The amount of federal cash California receives is inflated by a nation-high 2.35 million illegal aliens and about 1.6 million children born to illegal aliens over the last 18 years.  Subtracting that 3.95 million residents from the 39.6 million total California residents could eliminate up to 10 percent of federal spending, or up to $48.2 billion.

With no citizenship question on the 2000 Census under the Clinton administration, California became the first state to invest in "outreach" when it allocated $28 million for its "Complete Count Committee."  For the 2010 Census under Obama, California allocated $2.3 million for the committee, and $10 million of private funding was raised.
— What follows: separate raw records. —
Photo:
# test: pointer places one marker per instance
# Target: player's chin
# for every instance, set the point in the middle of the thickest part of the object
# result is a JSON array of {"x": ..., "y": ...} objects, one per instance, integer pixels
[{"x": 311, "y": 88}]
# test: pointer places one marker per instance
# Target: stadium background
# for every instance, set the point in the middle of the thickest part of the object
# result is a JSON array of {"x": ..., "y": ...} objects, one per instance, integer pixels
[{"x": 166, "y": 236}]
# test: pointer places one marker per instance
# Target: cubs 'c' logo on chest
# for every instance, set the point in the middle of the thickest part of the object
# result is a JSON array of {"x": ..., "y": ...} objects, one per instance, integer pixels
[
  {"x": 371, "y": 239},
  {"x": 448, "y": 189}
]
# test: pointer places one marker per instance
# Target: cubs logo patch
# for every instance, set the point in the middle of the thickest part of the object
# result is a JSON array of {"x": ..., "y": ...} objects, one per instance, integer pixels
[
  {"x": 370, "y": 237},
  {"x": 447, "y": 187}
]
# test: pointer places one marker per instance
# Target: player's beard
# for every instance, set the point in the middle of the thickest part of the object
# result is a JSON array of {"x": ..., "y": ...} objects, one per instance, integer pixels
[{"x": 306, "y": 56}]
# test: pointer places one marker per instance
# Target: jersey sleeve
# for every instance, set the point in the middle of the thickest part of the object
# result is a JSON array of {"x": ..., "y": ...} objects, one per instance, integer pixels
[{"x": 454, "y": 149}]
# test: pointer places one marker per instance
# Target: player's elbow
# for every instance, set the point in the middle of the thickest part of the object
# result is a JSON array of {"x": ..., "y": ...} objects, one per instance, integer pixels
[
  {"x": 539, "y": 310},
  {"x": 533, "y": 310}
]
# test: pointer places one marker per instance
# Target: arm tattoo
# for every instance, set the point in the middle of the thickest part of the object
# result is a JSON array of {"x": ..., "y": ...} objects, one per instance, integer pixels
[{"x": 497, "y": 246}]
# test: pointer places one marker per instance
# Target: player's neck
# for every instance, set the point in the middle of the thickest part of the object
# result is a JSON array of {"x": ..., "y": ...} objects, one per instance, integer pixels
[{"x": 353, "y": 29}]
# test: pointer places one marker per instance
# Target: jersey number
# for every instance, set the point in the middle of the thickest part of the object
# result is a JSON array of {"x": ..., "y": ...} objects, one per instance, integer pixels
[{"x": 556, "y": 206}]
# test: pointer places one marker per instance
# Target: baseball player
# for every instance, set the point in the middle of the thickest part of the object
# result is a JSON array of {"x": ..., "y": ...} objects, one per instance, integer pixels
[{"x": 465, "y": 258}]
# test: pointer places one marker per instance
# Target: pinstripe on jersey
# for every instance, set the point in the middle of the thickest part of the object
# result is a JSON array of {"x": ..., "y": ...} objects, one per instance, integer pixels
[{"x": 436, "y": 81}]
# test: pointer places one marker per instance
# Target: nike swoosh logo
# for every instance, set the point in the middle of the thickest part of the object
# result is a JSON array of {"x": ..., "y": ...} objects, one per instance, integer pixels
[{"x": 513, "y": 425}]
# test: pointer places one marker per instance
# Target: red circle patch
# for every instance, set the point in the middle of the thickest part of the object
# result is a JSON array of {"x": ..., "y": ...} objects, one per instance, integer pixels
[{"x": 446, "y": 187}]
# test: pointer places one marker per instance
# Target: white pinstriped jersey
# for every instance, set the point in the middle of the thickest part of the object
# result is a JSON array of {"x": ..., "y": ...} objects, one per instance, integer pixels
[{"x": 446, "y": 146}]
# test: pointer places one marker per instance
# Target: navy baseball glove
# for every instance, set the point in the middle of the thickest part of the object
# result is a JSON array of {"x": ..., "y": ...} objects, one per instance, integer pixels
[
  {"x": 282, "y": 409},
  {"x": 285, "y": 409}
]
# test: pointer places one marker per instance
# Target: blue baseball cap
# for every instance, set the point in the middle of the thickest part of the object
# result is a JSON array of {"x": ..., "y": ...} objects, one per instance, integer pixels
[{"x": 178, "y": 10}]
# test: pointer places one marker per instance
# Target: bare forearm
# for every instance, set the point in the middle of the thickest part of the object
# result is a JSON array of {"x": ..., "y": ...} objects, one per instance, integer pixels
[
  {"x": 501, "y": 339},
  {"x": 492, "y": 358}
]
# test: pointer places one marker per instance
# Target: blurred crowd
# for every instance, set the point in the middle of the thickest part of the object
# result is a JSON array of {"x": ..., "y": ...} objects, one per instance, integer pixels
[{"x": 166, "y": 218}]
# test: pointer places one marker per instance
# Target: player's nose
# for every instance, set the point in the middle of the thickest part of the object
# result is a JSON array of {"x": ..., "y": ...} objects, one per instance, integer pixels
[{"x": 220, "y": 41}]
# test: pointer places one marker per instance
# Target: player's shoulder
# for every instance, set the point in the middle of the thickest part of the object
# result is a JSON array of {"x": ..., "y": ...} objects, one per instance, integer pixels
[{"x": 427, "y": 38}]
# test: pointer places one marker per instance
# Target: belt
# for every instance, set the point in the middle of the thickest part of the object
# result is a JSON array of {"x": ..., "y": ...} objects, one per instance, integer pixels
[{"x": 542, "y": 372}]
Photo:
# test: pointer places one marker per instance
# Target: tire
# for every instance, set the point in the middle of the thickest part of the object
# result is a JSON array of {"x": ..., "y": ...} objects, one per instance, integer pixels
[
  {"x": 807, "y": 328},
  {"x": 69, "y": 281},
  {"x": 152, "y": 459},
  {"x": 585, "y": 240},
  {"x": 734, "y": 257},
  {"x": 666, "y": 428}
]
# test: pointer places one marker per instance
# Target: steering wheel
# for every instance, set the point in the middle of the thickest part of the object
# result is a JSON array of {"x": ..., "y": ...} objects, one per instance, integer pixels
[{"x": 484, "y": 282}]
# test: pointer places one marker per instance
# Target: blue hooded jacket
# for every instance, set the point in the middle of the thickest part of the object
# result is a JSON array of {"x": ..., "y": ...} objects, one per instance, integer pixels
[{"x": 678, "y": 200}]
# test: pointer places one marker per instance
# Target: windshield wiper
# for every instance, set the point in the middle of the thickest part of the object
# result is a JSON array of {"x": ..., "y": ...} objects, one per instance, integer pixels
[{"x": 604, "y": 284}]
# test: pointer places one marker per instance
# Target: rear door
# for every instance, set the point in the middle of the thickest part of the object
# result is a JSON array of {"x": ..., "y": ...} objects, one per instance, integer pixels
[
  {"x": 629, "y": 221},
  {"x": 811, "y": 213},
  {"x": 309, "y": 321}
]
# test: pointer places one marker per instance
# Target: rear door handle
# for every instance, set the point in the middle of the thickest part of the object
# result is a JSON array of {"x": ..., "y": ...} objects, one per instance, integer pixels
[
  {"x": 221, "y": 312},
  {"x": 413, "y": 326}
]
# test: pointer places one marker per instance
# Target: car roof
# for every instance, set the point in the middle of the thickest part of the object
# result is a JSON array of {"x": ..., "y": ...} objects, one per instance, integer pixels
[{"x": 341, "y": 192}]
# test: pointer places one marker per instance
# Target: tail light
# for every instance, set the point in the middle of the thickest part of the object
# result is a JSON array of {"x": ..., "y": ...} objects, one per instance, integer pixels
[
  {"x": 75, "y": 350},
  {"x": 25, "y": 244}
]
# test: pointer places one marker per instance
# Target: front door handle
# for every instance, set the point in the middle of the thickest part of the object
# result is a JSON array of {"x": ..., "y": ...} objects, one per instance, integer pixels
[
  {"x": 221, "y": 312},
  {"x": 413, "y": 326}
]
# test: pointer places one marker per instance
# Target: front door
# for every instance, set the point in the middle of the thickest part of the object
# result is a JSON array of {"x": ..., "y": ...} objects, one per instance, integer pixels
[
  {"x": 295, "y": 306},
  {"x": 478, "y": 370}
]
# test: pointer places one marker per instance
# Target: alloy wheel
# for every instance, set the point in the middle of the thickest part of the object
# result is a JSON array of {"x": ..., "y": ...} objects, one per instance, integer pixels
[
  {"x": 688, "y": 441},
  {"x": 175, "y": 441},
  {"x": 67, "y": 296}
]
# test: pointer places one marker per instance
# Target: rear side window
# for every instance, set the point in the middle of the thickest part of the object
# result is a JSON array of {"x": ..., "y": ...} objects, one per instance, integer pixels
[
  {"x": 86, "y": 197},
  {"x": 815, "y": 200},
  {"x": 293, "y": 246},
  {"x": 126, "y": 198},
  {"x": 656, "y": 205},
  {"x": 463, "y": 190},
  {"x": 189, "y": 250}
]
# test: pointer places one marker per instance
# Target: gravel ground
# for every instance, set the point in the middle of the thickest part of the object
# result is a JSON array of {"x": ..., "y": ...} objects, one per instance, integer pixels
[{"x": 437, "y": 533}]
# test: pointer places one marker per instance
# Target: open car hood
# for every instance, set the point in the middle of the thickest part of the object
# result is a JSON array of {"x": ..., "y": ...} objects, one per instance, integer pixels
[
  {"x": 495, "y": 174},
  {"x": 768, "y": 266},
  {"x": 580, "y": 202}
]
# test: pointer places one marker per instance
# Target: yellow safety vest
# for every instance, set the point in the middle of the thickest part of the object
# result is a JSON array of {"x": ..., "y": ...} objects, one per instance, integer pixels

But with the 2020 Census asking the citizenship question, Governor Jerry Brown issued an executive order appointing a 25-member "Complete Count Committee" led by California Senate president pro tempore, Toni G. Atkins; Assembly speaker Anthony Rendon; and 23 progressives members.  Brown's press release emphasized: "It is vitally important for California to do everything it can to ensure that every Californian is counted in the upcoming census."

Gov. Brown and his Democrat allies say they are worried about an undercount of California residents.  But the real concern is that many illegal aliens will not fill out a 2020 Census form and admit they are an illegal alien, because they are currently collecting benefits restricted only to citizens.

In addition to Democrats worrying about a lower count costing the state tens of billions of dollars in federal funding, they are also fear that with the census determining the number the allocation of U.S. congressional representatives.  A low count could cost California up to three of its current 53 U.S. House of Representatives seats. 

The State of California sued the Commerce Department in March in an effort to keep the citizenship question off the 2020 Census.  Secretary of state Alex Padilla, an advocate of California being a sanctuary state told reporters: "The citizenship question is the latest attempt by President Trump to stoke the fires of anti-immigrant hostility."